Zauberbrote für Schule und Kiga- TEIL 1 (db)

Wer kennt das nicht...?

Wenn ich eins nicht mag, ist es Schul- und Kigabrote schmieren. Denn es vergeht kaum ein Tag unter der Woche, an dem nicht mindestens eins von drei geschmierten Broten wieder unangetastet oder nur mit einem Mäusebiss versehen zu Hause ankommt.
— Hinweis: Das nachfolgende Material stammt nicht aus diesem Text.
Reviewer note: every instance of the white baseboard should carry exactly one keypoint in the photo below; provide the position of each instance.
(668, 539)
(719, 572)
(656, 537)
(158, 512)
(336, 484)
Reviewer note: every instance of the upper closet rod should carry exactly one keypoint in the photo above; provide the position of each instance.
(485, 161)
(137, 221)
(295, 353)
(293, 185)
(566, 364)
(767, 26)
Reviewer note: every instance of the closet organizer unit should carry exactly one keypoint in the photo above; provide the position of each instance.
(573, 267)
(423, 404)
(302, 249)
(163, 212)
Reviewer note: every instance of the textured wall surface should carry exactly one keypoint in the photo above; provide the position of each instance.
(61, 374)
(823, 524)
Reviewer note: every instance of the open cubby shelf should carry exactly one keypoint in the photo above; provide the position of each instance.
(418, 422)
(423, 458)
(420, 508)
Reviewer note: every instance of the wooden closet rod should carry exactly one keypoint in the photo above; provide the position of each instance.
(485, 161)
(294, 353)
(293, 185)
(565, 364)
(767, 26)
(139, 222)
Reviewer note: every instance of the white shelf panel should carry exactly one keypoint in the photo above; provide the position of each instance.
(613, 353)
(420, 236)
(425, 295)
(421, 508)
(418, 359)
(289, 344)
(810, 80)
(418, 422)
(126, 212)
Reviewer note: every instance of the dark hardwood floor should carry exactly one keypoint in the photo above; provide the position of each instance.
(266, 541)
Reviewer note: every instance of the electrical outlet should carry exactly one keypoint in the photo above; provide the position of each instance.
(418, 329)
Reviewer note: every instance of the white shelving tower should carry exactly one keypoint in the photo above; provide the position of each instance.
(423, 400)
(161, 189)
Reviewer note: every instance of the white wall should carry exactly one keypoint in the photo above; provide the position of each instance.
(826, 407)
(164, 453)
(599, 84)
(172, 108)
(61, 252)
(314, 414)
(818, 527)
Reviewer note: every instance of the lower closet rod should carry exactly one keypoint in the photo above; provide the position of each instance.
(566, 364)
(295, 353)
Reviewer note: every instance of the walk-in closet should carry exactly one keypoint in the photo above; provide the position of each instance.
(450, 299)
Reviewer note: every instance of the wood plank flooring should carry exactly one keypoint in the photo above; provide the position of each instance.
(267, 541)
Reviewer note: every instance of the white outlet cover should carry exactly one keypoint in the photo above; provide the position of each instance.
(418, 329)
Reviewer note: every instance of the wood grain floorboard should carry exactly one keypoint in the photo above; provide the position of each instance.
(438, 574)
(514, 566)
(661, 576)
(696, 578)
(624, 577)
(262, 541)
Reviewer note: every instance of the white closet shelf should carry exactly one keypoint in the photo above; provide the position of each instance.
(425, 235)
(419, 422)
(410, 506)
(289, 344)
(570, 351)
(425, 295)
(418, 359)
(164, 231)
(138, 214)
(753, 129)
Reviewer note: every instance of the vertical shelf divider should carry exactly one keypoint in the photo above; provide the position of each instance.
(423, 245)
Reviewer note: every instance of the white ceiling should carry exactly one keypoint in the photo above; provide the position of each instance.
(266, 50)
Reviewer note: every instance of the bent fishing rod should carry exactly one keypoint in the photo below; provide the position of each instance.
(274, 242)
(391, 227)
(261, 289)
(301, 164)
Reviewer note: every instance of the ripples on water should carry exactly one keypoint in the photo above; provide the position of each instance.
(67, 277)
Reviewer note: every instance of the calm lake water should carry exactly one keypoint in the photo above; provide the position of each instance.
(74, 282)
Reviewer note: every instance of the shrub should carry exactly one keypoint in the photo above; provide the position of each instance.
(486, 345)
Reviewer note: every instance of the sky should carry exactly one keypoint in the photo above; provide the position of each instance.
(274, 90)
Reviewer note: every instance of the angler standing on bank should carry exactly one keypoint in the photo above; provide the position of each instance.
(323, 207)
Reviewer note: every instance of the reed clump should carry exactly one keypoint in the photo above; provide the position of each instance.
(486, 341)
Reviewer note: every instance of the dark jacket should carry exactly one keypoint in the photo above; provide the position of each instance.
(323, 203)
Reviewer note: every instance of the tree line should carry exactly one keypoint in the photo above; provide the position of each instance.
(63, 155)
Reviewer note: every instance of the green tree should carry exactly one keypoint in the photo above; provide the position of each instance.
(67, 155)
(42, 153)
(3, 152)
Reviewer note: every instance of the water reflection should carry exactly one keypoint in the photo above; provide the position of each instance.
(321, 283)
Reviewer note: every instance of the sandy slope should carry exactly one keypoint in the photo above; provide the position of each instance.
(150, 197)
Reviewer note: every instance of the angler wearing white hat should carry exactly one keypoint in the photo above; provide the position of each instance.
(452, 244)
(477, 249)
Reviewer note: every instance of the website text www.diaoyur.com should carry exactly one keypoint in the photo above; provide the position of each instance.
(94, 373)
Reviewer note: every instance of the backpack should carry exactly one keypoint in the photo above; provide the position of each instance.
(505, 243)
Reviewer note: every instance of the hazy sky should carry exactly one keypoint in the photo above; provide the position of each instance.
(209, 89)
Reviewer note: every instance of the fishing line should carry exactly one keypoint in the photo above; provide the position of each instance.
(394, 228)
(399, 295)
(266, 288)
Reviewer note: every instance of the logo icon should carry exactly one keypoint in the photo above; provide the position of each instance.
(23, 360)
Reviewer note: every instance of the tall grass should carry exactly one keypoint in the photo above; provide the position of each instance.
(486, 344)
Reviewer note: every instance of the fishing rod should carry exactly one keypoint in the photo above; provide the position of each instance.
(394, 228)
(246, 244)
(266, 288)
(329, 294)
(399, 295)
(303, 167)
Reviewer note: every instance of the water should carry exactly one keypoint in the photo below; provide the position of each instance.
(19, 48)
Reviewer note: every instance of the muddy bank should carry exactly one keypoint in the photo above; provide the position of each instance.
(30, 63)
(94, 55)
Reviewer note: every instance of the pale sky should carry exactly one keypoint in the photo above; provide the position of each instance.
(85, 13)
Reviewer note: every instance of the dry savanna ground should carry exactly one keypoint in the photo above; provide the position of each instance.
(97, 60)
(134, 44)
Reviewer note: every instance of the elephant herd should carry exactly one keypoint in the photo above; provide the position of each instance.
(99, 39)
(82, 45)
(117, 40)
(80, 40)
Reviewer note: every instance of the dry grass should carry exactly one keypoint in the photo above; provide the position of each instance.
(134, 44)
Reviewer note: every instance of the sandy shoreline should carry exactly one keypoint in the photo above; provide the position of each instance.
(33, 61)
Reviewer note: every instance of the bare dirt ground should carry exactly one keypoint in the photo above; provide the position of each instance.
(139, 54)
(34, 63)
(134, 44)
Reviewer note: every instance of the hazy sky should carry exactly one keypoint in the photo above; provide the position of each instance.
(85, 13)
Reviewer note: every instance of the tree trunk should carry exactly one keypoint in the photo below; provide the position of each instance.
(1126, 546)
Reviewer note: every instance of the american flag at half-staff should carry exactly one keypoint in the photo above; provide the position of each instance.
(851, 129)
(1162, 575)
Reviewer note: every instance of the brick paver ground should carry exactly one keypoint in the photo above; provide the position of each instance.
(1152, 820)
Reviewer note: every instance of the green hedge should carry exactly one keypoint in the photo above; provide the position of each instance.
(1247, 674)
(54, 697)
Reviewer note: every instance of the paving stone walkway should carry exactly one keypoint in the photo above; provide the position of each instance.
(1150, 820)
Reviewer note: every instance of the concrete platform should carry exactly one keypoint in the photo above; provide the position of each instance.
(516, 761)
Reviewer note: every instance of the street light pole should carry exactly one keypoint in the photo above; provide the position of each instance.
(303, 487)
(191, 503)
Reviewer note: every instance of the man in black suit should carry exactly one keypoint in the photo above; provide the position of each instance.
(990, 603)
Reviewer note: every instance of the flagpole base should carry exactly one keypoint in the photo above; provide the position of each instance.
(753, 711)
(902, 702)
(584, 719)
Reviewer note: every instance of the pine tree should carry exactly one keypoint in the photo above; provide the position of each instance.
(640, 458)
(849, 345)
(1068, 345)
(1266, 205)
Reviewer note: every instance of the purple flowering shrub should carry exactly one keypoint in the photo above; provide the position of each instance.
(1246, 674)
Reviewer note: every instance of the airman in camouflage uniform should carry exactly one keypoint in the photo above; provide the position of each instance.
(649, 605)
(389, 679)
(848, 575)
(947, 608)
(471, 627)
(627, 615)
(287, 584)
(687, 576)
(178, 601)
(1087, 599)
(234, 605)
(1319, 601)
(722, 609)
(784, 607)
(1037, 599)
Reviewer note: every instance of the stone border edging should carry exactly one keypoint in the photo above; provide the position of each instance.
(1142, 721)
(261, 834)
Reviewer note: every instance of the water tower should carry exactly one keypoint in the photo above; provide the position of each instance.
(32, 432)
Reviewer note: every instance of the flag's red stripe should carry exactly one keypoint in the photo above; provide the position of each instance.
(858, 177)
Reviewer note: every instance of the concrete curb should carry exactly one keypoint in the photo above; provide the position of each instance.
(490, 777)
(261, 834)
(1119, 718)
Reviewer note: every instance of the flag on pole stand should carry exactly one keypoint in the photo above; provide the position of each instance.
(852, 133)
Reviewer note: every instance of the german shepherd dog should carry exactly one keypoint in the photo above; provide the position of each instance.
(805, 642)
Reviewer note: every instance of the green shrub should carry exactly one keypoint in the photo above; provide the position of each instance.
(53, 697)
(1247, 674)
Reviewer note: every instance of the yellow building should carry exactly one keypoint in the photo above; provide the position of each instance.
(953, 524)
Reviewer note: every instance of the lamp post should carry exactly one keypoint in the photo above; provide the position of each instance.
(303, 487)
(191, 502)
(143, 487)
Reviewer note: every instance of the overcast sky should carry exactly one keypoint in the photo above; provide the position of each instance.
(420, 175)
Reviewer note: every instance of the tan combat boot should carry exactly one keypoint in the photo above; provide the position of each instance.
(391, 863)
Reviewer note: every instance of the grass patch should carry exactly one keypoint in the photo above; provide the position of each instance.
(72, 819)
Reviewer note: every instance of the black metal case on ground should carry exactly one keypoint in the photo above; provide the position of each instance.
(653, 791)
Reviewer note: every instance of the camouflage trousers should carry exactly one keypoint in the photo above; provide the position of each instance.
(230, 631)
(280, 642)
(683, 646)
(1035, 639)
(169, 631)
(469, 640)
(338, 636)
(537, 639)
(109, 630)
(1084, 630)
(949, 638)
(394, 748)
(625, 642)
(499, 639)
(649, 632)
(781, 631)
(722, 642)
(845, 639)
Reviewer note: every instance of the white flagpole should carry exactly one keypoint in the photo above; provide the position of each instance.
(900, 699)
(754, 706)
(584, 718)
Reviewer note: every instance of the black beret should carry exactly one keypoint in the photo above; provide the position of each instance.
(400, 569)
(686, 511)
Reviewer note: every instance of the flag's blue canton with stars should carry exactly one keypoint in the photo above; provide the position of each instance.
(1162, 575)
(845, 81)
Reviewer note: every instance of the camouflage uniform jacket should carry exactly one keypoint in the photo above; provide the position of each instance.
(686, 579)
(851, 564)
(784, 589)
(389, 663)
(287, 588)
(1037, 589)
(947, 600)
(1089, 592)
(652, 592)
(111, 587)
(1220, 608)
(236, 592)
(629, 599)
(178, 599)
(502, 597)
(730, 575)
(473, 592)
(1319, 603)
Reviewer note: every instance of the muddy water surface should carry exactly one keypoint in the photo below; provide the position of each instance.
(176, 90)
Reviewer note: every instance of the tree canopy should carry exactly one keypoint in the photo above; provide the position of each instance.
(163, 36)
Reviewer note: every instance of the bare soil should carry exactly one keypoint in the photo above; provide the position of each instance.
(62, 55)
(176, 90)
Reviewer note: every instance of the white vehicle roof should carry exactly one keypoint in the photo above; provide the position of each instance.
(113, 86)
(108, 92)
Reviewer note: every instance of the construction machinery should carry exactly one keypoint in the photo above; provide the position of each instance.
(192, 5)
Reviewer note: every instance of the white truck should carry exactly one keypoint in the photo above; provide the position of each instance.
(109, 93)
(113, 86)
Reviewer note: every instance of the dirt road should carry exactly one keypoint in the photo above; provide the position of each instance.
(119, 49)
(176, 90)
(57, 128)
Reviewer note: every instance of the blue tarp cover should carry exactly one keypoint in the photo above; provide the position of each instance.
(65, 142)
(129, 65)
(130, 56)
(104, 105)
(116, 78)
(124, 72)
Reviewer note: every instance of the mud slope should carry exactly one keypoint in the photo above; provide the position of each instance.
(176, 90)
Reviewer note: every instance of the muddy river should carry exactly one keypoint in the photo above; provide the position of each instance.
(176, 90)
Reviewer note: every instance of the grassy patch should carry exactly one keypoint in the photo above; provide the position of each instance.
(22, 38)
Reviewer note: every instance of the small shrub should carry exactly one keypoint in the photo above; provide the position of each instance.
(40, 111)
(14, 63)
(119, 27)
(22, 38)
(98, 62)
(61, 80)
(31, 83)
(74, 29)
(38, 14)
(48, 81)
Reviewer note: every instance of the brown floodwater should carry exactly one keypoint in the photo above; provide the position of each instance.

Zum Schulstart im Sommer 16 von Leon sollte sich etwas ändern. Wenigstens ab und zu. Und nach einer Testzeit von ca 4 Monaten hat sich mein neues Konzept bewährt. Einmal die Woche gibt es daher bei uns die "Zauberbrote".  Es kommt weniger wieder nach Hause (yeah...) aber es werden auch Bestellungen für Schul- und Kigafreunde aufgegeben, denn die kleine Victoria hatte noch nie soooo leckere Gurken oder ein Brot mit dieser oder jender Form :D

 

Ziel erreicht, würde ich sagen. Und ich verrate Euch mein Rezept, welches bestimmt kein Geheimnis ist.

 


Ran an die Stulle...süße Sushirolle

Anfangs habe ich Ausstechförmchen für Plätzchen genommen um die ersten Zauberbrote herzustellen. Klappte ganz gut. Aber durch ihre Größe schon ein Aufwand und je nachdem wie die Nacht war, nichts für geschwollene, müde Augen :D

Mit Hilfe eines Nudelholzes klappt die "süße Suhirolle"

Dabei nimmt man eine beliebige Scheibe weicheres Brot (ich habe hier Chia-Samenbrot genommen) und schneidet an allen Seiten die Kruste ab.



Wenn alle Krusten abgeschnitten wurden, kann das Brot mit dem Nudelholz geplättet werden. Nun bestreicht man es mit Butter und Marmelade oder Nutella, rollt es zusammen und schneitet es in Kindermundgerechte Stücke.

Fertig !

 

Hier darf es auch mal ein Sandwichtoast sein. Bei unseren Kindern sind die süßen Sushirollen immer ein Renner. Weil es eben sonst kein Süßes für die Schule oder den Kindergarten mitgibt.